Consummatum Est

My book Idols of the Market has finally taken on physical form. An impression of the contents:

An extensive introduction, "Welcome to the Image Wars", sets the stakes for my analysis of the double legacy of the monotheistic discourse on idolatry, in religious fundamentalisms on the one hand and in modern and contemporary art and philosophy on the other; I argue that "secular" critical discourse should not give in to secularist reflexes, but acknowledge ist own monotheistic genealogy, and turn the critique of religion against its fundamentalist appropriation (the latter being itself a thoroughly modern détournement of religious tradition). The first chapter, "Myths of Iconoclasm", continues this analysis with a discussion of various theoretical approaches to (and narratives of) iconoclasm in different contexts.

In chapter two, "From One Spectacle to Another", religious and leftist conceptualizations of the spectacle are scrutinized. The spectacle as a theater of commodities, of capital that has become image, leads to a discussion of the status of the material side of commodities, and of dematerialization, in chapter three - which is called "Atttending to Things (some more material than others)." The modern concept of fetishism, an offspring of the monotheistic notion of idolatry, is central to this part. Chapter four, "Living with Abstraction", argues that the increasingly "dematerialized" spectacle is marked by an increasing concretization of abstraction. Finally, the fifth chapter focuses on that abstract speck in the Western spectacle - the veil, associated with the Other that is Islam, seen by Hegel and many other writers as the religion of abstraction par excellence.

Idols of the Market will be for sale at the Venice Biennale bookstore, and soon elsewhere.

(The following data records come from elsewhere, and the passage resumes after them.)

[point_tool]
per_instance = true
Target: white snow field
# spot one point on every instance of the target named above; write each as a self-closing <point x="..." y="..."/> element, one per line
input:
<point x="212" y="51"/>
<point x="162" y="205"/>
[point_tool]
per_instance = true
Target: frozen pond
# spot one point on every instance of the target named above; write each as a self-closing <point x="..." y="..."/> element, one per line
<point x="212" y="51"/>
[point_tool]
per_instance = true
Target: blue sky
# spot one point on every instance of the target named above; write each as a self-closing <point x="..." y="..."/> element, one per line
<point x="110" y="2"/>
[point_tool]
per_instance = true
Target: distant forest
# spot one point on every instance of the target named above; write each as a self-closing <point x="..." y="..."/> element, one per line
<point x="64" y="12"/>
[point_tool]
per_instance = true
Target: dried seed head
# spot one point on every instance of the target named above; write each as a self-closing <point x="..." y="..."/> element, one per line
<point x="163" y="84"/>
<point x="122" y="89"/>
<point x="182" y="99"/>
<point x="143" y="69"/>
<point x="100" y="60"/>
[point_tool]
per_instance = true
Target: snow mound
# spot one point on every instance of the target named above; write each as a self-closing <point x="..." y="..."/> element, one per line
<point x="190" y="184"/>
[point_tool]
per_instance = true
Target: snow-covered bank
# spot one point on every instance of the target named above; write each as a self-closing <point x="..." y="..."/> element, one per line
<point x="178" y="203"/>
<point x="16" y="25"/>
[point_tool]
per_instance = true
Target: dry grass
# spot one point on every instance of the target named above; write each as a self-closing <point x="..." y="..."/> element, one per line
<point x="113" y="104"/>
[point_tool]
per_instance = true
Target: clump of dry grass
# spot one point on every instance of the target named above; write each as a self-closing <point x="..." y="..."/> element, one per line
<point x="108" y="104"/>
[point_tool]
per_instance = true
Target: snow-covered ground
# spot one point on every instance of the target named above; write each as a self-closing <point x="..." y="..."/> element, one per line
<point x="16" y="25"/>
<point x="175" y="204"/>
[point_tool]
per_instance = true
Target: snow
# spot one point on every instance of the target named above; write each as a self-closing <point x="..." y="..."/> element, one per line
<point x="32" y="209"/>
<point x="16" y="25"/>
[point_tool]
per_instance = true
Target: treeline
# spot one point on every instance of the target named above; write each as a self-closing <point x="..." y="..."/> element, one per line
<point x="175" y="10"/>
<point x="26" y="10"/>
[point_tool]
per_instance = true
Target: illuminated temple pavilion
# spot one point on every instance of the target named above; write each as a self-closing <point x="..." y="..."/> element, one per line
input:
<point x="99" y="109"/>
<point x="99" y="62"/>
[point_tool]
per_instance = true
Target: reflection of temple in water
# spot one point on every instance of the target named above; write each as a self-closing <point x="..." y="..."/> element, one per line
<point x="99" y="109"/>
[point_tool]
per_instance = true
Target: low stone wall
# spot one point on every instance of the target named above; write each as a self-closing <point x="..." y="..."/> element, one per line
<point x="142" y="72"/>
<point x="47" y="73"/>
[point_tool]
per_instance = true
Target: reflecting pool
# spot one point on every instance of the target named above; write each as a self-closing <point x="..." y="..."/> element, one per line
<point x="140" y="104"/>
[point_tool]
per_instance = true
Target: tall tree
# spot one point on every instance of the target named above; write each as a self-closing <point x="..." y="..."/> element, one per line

Amazon in Germany already lists it: http://www.amazon.de/Sven-Lutticken-Iconoclasm-Fundamentalist-Spectacle/dp/1933128267/ref=sr_1_8?ie=UTF8&s=books-intl-de&qid=1244462648&sr=8-8



A correction: Arriving a bit too late in the last volume of Guy Debord's correspondence (covering the years 1988-1994), I found out only now that the attribution of the phrase "Rome is no longer in Rome" in the English translation of Guy Debord's Comments on the Society of the Spectacle to Racine is incorrect; the phrase is by Corneille. Debord's remarks on the matter seem to have confused the translator, Malcolm Imrie. The phrase is the motto of my second chapter.